2. « La sagesse, c'est d'avoir des rêves suffisamment grands pour ne pas les perdre de vue quand on les poursuit. » Oscar Wilde (écrivain et auteur dramatique anglais ; 1854-1900)La jeune femme blonde qu'il avait pris en consultation était partie dans un speech d'une demi-heure sur la prétendue maladie de son fils, et House devait faire des efforts pour continuer à suivre. Il avait essayé plusieurs fois de l'interrompre, mais à chaque fois la voix de la jeune femme partait dans des aiguës hystériques et il était bien obligé de la laisser continuer. Le petit garçon fixait ses genoux comme s'ils possédaient la réponse au grand mystère de l'existence.
Alors qu'elle reprenait son souffle un grand coup pour repartir dans une nouvelle demi-heure de plainte, House y vit une occasion d'en placer une et lança le plus rapidement possible :
- Est-ce que vous pourriez sortir un instant s'il vous plaît mademoiselle ?
Il reprit son souffle. La jeune femme cilla. Il eut un rictus. Ils se défièrent du regard un instant, puis elle détourna les yeux, haussa les épaules et sortit sans rien dire.
Le petit garçon observait maintenant le mur à sa gauche avec intérêt.
- Alors, fit House en s'approchant de lui. Pourquoi est-ce que ta mère fait une crise d'hystérie ? Je suis sûr qu'elle est comme ça vingt-quatre heures sur vingt-quatre, mais là ça m'a l'air un peu plus grave que d'habitude...
Le garçon fronça les sourcils. Il tourna enfin la tête vers le médecin ; ses petits yeux verts étaient plein de larmes.
- Je veux pas être abocat, c'est nul. Je veux être cosmonaute !
- Un choix très louable, approuva House avec une moue, bien que je ne sois pas très sûr d'en quoi peut consister le métier d' «
abocat ».
Il sortit son stéthoscope, profitant du calme de la salle d'examen pour enfin faire son travail. Le garçon se mit à chouiner.
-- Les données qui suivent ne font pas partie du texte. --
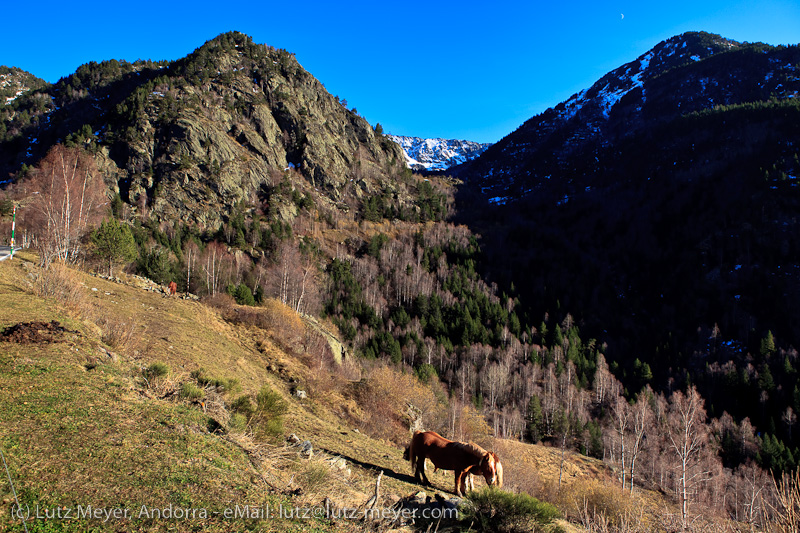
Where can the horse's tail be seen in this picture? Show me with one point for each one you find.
(411, 453)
- Ma maman elle veut pas, elle dit que cosmonaute c'est pas possible et que j'y arriverai jamais et que je vais être déçu et que au moins abocat c'est un métier sûr et qu'on gagne beaucoup...
Il s'arrêta, perturbé.
- Beaucoup de quoi ?
- De baffes, si tu veux mon avis. (House prit un bâtonnet et lui fit ouvrir la bouche.) Tu as une angine, rien de grave. (Il s'avança vers la porte et l'ouvrit.) Eh ! la pipelette, là-bas ! Arrêtez d'emmerder les infirmières et venez plutôt voir votre fils !
La jeune femme voulut protester mais House avait déjà refermé la porte. Elle avança à grands pas furieux, la rouvrit et se précipita à l'intérieur. Elle prenait une grande bouffée d'air pour repartir dans ses diatribes, mais il ne lui en laissa pas le temps :
- Votre fils a une angine. Par contre, s'il refuse de vous parler, chiale sans arrêt et s'enferme dans sa chambre, ça n'a rien à voir avec sa maladie : c'est parce que vous êtes une emmerdeuse de première.
Il la regarde quelques secondes pour apprécier la façon qu'avait son visage de devenir rouge, puis se retourna vers le petit garçon :
- Tu vas devenir un cosmonaute hors-pair, j'en suis certain. Envoie-moi une carte postale de Saturne, surtout.
Il posa la main sur la porte. La jeune mère semblait avoir perdu la parole tant elle était en colère.
- Oh, et évite d'emmener ta mère avec toi. (Il baissa la voix.) Elle ferait peur aux martiens.
Il quitta la salle d'examen, suivi par le rire enjoué – quoiqu'un peu rauque – du futur cosmonaute.